The Kiveton Retaining Wall forms Cutting No.8 of the Chesterfield Canal, alongside Kiveton Park Railway Station. The lower part of the wall dates from the canal’s construction in 1777, and the higher part around 1841, when it was raised to about 5m height to support the railway embankment.
Following an Options Appraisal by Mott MacDonald, and further investigations into the wall’s stability, British Waterways decided on removal of selected trees and vegetation and partial rebuilding.
British Waterways’ previous projects, that had gained CEEQUAL awards, were used to identify key areas with scope for improvement at the outset.

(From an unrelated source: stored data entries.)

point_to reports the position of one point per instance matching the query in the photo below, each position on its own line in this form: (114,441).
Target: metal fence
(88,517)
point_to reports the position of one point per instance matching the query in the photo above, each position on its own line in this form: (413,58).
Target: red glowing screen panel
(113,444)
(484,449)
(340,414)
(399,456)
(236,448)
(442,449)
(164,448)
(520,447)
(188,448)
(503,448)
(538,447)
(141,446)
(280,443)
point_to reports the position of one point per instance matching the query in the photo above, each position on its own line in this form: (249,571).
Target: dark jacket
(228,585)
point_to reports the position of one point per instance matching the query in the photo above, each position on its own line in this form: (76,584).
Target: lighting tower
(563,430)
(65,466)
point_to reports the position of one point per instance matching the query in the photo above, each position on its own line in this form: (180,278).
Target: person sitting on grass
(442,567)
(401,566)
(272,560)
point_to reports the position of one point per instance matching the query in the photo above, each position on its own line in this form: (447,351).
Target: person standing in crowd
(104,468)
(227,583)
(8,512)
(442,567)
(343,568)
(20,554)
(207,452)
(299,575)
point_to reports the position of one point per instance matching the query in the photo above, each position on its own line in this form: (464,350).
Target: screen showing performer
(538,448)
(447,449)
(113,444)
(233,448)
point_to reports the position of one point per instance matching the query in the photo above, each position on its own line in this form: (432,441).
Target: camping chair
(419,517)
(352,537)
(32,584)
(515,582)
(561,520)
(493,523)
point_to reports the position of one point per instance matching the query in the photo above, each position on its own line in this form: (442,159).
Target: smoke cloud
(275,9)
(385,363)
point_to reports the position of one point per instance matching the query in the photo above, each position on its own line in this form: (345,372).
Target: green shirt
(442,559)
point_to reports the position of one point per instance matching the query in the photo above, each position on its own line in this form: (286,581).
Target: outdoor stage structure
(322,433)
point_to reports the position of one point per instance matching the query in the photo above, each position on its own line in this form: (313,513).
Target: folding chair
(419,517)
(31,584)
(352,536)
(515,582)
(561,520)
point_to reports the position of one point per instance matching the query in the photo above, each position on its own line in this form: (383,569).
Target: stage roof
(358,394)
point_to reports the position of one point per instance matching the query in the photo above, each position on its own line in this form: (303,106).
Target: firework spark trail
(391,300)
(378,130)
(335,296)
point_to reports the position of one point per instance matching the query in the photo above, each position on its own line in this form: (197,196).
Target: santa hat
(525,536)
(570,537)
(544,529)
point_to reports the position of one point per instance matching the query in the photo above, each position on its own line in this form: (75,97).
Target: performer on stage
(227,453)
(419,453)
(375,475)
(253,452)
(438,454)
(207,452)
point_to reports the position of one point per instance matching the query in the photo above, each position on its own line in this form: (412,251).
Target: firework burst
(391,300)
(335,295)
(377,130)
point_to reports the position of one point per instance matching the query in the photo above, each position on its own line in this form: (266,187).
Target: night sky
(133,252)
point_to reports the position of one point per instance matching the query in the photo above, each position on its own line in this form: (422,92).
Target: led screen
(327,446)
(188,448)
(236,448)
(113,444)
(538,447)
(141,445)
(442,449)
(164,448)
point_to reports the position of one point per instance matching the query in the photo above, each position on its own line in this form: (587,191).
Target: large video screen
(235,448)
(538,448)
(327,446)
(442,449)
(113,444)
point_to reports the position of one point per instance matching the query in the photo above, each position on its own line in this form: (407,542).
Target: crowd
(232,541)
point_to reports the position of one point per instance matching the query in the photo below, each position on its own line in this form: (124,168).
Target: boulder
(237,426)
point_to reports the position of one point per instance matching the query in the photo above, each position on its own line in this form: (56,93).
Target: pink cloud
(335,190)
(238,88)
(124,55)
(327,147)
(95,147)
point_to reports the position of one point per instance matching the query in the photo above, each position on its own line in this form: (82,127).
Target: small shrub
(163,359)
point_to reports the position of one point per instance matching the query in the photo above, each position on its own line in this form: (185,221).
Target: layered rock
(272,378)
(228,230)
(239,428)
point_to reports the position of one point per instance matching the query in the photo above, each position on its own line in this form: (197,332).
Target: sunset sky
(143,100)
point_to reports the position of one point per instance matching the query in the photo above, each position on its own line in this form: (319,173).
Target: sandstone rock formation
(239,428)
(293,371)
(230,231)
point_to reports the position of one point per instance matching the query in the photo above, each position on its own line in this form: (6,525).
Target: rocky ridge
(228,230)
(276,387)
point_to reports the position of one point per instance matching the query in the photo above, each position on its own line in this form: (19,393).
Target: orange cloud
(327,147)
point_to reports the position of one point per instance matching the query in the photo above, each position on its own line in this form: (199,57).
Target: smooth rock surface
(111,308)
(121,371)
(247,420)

British Waterways’ Environmental Management System, Appraisal forms and Sustainability Register were used throughout the project, allowing issues to be managed and actions reported, with specific Toolbox talks given to teams on site. Other systems, e.g. British Waterways’s Biodiversity Action Plan and Heritage Standards, contributed to the project, with client and contractor working together to maintain evidence and records.
In addition to cost savings, a further benefit of this approach was that the work followed the conservation principle of minimum intervention: the structure adjoins the Grade II listed ‘Dog Kennel Bridge’, and as such forms part of its curtilage. As a result of these working methods, Listed Building Consent was not required. Heritage advice was provided throughout and findings recorded.
The stone wall was at first thought to be dry-built, but close inspection found it to have a lime mortar bond. A local source of matching sandstone was found for the work.
A patch of the wall was found to be the blocked-up entrance to a tunnel of cut stone, which seems likely to have been linked to a nearby quarry used to supply the stone for the canal’s construction.
Waste and resource use
In addition to confining repairs only to those areas of the wall in need, stone was re-used in the wall. Where stone was not fit for purpose, it was used in the riprap, to minimise waste.
To provide room for the toe stabilisation materials, localised dredging was carried out. The silt was found to be non-hazardous, and used as backfill behind the riprap.
All timber for fencing and scaffold boards was specified to be from FSC-approved sources, procured through British Waterways’ national suppliers. Rip-rap was transported to site by boat.
A detailed bat survey of the stone wall was carried out once the scaffolding had been erected. No signs of bats were found, though gaps were left in some joints as potential roost sites. Only vegetation considered to threaten the structure was removed.
A survey of the toe of the cutting was carried out from a boat, finding evidence of water voles. To avoid blocking access to burrows, the riprap used at the toe was installed close to water level and scaffolding was sited 1m above it. Vegetation was strimmed and kept short prior to the works, and this element of the works was programmed for February/March, when water voles are least active.
The rip-rap itself has provided habitat enhancements for invertebrates and marginal aquatic vegetation, and the scaffolding method also prevented water pollution from the construction works.
Community and landowner engagement
Through consultation with Network Rail and adjacent landowners, work was planned to minimise disruption to the station car park by carrying out the arboricultural work at weekends.
Fencing was replaced and a new vehicle barrier was installed at the top of the wall to improve visitor safety.
In addition, canal users were informed of the works through British Waterways’ User Group meetings and direct correspondence. The canal is well-used for fishing, and angling pegs on the towpath side of the cutting were improved as part of the project.